The UK has a productivity challenge: workers don’t appear to be producing as much in an hour as they could, compared with workers in other developed nations like US, Germany and France. This is not an easy problem to unravel because there are many inter-dependencies and indeed many approaches to measure true economic output. The question is why is a relatively modern country not generating more output per capita?
One answer could be that the average UK employer retains more manpower than it needs, possibly to avoid loosing people it has invested in in the past and possibly to avoid future re-hiring costs. However, this situation usually makes a business quickly uncompetitive, and so unlikely to be a sustainable trend.
Another possible answer is that UK businesses are slow at investing in new technology such as production line machinery, computer controlled systems and advanced processes. Again, this might well be the case in specific cases, but the UK’s population are pretty early adopters of technology and don’t seem to be adverse to buying tech, and so I’m fairly sure this filters down into the organisations in which they work too.
The UK has an interesting business demographic: according to the Federation of Small Businesses, at the start of 2017 99.9% of UK businesses were small or medium-sized (SMEs), employing 16.1 million people which is 60% of all private sector employment in the UK. SMEs accounted for 51% of the UK’s private sector turnover.
And as a small business owner myself, I think I may have an inkling as to where the UK’s productivity falls short. SME’s that, as we have seen, make up the majority of the UK’s economy, have to do so much more than simply run their business of producing stuff (products or services) to generate revenue. There really is lots of paperwork and compliance that eats into time that could otherwise be more productively spent. The very fact they are small or medium in size means that they don’t have the scale to absorb or distribute these mundane tasks and many don’t have the resource to outsource either.
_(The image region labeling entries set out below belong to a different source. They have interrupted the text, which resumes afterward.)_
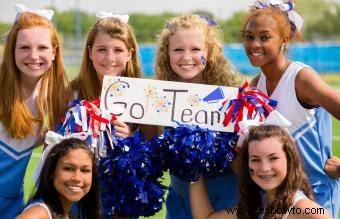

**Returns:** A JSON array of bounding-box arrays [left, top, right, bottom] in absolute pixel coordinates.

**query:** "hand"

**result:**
[[325, 156, 340, 179], [112, 119, 131, 138]]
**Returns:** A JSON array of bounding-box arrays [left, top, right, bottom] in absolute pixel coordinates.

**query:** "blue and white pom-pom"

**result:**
[[99, 133, 166, 218], [159, 125, 238, 182]]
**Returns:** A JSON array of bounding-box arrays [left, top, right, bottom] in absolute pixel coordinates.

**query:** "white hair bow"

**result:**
[[96, 11, 129, 24], [237, 110, 292, 148], [254, 0, 303, 31], [14, 4, 54, 21], [33, 131, 88, 185]]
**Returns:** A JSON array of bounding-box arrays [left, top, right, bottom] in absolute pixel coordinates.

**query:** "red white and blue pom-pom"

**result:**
[[99, 133, 166, 218], [56, 100, 116, 158], [155, 125, 238, 182], [56, 100, 166, 218], [220, 82, 277, 132]]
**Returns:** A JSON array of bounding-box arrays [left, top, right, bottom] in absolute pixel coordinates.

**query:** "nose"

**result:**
[[106, 51, 116, 61], [71, 170, 81, 182], [183, 50, 192, 60], [260, 161, 271, 171], [30, 49, 39, 59], [249, 38, 261, 47]]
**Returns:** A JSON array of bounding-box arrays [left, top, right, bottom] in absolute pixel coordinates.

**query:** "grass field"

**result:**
[[25, 74, 340, 219]]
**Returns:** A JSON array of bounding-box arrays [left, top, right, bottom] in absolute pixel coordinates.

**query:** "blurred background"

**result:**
[[0, 0, 340, 219], [0, 0, 340, 79]]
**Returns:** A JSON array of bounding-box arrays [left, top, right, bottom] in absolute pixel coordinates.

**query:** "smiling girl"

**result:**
[[71, 12, 142, 137], [155, 14, 241, 219], [190, 125, 331, 219], [17, 138, 100, 219], [0, 6, 68, 218], [243, 1, 340, 218]]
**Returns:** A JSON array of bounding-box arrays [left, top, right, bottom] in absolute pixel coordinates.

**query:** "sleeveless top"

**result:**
[[0, 82, 40, 198], [257, 62, 334, 186], [258, 190, 308, 219], [24, 199, 52, 219]]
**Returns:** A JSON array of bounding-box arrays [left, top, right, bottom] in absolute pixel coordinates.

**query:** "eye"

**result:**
[[19, 46, 29, 50], [81, 168, 92, 173], [39, 46, 49, 50], [192, 48, 201, 52], [114, 48, 124, 53], [249, 158, 260, 163], [261, 35, 271, 41], [270, 156, 280, 161], [63, 166, 74, 172], [243, 34, 254, 40], [96, 47, 107, 52]]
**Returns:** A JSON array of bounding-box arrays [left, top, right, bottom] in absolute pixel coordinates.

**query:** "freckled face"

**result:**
[[169, 28, 207, 83], [14, 26, 55, 81], [53, 149, 93, 210], [89, 32, 133, 82], [248, 137, 287, 193], [243, 15, 284, 67]]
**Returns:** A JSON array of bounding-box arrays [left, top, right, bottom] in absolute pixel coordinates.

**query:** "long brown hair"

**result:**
[[0, 12, 67, 138], [71, 17, 142, 100], [31, 138, 100, 219], [237, 125, 313, 219], [242, 7, 303, 42], [155, 14, 241, 86]]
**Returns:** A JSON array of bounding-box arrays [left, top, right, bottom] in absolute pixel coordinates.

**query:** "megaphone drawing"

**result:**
[[203, 87, 224, 103]]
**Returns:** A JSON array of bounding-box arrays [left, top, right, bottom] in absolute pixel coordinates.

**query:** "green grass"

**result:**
[[25, 119, 340, 219], [25, 73, 340, 219]]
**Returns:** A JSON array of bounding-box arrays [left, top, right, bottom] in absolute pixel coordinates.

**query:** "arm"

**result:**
[[288, 199, 332, 219], [250, 74, 260, 87], [295, 68, 340, 120], [112, 119, 133, 138], [189, 176, 214, 219], [15, 205, 50, 219], [189, 176, 237, 219], [325, 156, 340, 179], [139, 124, 163, 140]]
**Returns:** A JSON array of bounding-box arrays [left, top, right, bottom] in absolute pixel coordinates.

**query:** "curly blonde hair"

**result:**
[[71, 17, 142, 100], [155, 14, 242, 86], [237, 125, 313, 219], [0, 12, 69, 139]]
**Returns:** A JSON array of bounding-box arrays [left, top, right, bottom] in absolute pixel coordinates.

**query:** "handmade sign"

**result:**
[[100, 76, 238, 132]]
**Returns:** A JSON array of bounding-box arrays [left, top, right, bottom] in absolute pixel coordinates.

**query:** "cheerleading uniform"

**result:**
[[0, 89, 39, 218], [258, 190, 308, 219], [24, 200, 52, 219], [257, 62, 340, 218], [166, 169, 239, 219]]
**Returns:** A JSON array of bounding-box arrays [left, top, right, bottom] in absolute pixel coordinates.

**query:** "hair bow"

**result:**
[[200, 15, 217, 26], [237, 110, 292, 148], [33, 131, 88, 185], [14, 4, 54, 21], [254, 0, 303, 31], [96, 11, 129, 24]]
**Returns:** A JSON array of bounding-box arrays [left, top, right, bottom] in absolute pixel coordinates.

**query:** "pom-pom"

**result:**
[[159, 125, 238, 182], [99, 133, 166, 218], [56, 100, 116, 158], [220, 82, 277, 132]]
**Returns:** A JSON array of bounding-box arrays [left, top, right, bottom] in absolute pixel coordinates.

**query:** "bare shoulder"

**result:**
[[288, 199, 332, 219], [250, 74, 260, 87], [15, 205, 50, 219]]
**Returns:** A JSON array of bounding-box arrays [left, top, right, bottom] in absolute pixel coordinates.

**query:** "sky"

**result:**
[[0, 0, 254, 22]]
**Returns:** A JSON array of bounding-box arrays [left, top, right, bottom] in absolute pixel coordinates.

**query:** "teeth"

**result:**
[[251, 52, 263, 56], [260, 175, 274, 180], [27, 63, 41, 69], [180, 65, 194, 69], [67, 186, 81, 192]]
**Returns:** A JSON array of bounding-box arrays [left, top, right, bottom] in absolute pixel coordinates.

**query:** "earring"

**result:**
[[280, 43, 286, 51]]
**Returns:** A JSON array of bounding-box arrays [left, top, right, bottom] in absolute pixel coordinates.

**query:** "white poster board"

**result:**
[[100, 76, 238, 132]]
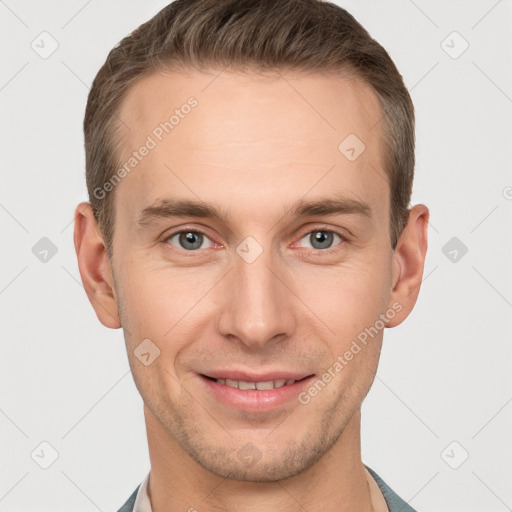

By way of example, I dread the monthly payroll because I just know it will take several hours to prepare. Calculating gross staff pay based on hours worked is fine, and a necessary task in employing someone, as indeed is the work of instructing the bank to make the payments. However, dealing with the complexities of PAYE in which tax code notices arrive (sometimes by post, sometimes within the maze that is the Government Gateway), National Insurance letters change due to employee age or starting / leaving an apprenticeship, and ensuring student loans, sick pay, maternity leave and paternity leave are all complied with is much more time consuming. Also, if someone is on a minimum wage, their age and entitlement changes as time passes and this too needs to be monitored. PAYE then needs to be filed in realtime and payments to HMRC setup. Then there is auto-enrolment, and the need to monitor staff age and eligibility, calculate pension contributions, and ensure that these payments are made correctly. On top of this, each financial year the tax codes change, pension thresholds change, minimum wages change, and end of year payroll data needs to be submitted. Even if your business doesn’t pay anyone but still has a payroll (for example because directors may be being paid occasionally or have some expenses paid), then nil returns also need to be filed each month.
Imagine if all this was taken away from the business owner: what if the gross pay for each employer was calculated and sent to an intermediary bank account from where HMRC applied the individual tax codes, national insurance letters and pension requirements? HMRC could then accurately deduct tax and national insurance, redirect auto-enrolment pension payments, and send on the net pay to the employee’s own bank account. Realtime reporting would be inherent in the system, and HMRC could then calculate and bill the employer for their contribution and deduct it by direct debit around the 20th of the month, taking tax, national insurance, and pension contributions in one go.
In this scenario, the leg work is being completed by one organisation on behalf of all the many SMEs, fewer calculation errors would be made (which also require huge efforts for an SME to retrospectively correct) and the business will have a few more hours each month to be more productive.
And then we could tackle VAT, corporation tax, business licensing, annual returns, business rates, waste duty of care, import/export licensing, and so forth in a similar way so as to free up even more time to get on with the job at hand and produce useful things that contribute to the UK economy.